Prenylation Is Regulated by SmgGDS-607

Because SmgGDS-607 forms stable complexes with the nonprenylated form of all small GTPases examined (Fig. 3), we tested whether SmgGDS-607 regulates the prenylation of small GTPases. The results of the Triton X-114 fractionation assay indicated that co-expression of SmgGDS-607 causes DN-Rap1A, DN-RhoA, and DN-Rac1 to accumulate in the aqueous phase (Fig. 4C), indicating reduced prenylation of these DN GTPases when SmgGDS-607 is overexpressed.
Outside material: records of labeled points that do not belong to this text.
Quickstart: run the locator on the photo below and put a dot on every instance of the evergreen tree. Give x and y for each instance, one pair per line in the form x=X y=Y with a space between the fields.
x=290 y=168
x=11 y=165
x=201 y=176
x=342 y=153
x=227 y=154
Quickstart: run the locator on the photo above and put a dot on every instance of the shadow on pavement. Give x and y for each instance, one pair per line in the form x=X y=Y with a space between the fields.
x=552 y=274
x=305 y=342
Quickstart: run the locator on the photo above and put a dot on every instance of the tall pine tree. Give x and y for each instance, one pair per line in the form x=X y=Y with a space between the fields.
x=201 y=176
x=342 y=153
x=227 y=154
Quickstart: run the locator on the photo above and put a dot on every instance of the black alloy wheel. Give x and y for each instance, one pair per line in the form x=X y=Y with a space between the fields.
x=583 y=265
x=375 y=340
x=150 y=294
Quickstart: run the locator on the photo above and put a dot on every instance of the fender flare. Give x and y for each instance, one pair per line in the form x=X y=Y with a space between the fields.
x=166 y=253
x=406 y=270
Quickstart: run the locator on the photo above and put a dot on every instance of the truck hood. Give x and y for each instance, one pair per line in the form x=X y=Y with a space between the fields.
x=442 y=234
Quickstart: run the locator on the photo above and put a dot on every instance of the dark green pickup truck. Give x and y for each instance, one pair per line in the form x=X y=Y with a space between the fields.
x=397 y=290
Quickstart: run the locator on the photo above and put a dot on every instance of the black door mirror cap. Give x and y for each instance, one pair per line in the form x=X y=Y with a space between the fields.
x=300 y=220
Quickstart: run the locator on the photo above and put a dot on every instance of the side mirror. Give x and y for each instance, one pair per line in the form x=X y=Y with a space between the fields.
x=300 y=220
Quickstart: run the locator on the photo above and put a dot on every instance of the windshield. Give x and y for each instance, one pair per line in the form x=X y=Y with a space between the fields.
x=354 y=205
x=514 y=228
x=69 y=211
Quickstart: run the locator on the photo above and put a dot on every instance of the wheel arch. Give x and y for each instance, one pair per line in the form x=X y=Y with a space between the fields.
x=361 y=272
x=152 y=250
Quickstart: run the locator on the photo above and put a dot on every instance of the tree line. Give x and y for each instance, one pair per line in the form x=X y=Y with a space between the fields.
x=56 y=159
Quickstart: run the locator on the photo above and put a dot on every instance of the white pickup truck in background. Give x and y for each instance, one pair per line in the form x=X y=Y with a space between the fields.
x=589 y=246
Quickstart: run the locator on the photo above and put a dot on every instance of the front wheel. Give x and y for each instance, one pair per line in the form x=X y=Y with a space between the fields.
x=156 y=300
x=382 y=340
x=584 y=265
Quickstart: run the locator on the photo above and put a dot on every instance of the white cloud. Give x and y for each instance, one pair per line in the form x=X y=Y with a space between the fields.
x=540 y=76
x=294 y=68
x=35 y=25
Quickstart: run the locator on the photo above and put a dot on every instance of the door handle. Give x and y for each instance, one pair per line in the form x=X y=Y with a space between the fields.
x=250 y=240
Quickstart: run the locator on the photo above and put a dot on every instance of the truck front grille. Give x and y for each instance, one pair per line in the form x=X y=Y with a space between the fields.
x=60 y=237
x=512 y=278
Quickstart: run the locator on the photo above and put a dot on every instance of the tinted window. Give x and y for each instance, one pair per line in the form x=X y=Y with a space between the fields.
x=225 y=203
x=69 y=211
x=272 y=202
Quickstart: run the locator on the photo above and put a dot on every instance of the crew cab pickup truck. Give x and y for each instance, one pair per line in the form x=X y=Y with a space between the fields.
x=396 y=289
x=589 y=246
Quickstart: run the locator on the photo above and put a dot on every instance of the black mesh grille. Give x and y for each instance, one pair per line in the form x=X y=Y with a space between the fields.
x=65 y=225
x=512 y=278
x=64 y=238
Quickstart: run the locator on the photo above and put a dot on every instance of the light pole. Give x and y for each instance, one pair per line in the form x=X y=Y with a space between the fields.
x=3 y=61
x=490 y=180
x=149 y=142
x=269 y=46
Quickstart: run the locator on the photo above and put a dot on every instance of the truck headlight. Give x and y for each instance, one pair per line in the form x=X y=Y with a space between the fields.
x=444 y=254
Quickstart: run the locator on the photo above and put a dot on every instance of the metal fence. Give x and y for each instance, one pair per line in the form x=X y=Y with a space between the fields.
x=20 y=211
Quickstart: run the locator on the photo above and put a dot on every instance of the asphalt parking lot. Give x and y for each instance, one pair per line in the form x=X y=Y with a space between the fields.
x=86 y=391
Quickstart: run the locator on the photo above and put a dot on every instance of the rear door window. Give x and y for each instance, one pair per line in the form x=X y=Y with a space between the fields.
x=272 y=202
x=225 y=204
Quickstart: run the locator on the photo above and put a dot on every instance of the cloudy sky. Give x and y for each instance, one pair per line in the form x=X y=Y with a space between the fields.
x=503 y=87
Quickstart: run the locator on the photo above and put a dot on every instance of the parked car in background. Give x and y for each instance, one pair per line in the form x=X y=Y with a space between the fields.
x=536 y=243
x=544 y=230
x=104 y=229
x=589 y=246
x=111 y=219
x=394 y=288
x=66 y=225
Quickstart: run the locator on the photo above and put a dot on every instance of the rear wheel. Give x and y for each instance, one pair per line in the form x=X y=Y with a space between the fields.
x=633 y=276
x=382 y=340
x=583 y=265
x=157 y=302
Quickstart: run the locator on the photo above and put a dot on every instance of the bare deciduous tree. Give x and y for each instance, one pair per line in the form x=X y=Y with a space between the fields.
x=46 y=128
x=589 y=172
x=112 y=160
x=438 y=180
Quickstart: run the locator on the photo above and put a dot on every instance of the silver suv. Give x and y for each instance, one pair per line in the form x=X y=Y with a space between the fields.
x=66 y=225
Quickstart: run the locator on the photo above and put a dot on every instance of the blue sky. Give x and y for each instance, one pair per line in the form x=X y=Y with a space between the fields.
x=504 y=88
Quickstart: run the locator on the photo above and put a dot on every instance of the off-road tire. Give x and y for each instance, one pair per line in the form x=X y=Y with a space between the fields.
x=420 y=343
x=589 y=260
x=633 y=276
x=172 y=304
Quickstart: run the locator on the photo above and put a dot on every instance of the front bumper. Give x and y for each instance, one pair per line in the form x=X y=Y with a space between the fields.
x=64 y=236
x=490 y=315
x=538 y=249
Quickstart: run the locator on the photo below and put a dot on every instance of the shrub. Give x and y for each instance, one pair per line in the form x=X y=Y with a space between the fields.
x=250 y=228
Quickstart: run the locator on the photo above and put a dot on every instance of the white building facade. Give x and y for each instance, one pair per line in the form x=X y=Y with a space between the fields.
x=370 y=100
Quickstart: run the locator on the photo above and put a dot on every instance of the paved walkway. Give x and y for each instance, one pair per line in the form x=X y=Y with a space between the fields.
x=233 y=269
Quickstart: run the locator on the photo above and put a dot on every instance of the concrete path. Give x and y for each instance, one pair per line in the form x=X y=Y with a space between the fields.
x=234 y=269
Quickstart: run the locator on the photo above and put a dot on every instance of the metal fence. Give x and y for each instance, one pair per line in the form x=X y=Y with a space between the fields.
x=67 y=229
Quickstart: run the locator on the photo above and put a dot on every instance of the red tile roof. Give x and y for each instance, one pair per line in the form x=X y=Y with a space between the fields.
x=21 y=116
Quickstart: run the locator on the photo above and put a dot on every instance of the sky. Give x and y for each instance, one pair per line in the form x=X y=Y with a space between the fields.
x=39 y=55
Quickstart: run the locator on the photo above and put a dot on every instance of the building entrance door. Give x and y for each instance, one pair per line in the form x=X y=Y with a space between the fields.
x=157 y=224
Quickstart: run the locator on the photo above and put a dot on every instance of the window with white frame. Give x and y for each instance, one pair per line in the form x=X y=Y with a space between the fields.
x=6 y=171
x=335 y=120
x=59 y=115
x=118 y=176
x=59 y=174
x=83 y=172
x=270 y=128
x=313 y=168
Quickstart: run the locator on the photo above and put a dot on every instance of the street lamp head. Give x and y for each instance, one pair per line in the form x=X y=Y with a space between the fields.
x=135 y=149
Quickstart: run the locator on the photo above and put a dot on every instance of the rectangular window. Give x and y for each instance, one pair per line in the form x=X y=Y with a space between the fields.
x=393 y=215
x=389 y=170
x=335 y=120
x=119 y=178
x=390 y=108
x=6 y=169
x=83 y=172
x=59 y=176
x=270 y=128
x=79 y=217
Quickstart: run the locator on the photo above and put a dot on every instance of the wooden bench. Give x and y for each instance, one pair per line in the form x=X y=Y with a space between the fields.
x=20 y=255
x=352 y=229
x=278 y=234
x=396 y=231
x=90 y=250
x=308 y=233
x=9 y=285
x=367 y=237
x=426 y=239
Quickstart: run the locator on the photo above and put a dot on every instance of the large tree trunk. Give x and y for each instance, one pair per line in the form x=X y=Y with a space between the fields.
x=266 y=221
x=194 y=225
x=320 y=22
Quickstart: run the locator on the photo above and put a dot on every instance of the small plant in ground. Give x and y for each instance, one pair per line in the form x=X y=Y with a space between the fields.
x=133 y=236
The results of several other assays also indicate that SmgGDS-607 regulates DN-Rap1A prenylation. Western blotting using the nonprenylated Rap1 antibody indicated that co-expression of SmgGDS-607 significantly diminishes the prenylation of DN-Rap1A (Fig. 4A). Evidence that SmgGDS-607 regulates DN-Rap1A prenylation is also provided by the immunoblots of the total cell lysates shown in Figs. 2C and and33G, which indicated that the upper immunoreactive band of nonprenylated DN-Rap1A is more prominent in the total cell lysates prepared from cells co-transfected with SmgGDS-607 compared with cells co-transfected with the HA vector (Fig. 2C, cell lysates, lanes 1 and 2, and Fig. 3G, cell lysates, lanes 1 and 5). Taken together, these findings indicate that SmgGDS-607 expression diminishes the prenylation of DN-Rap1A.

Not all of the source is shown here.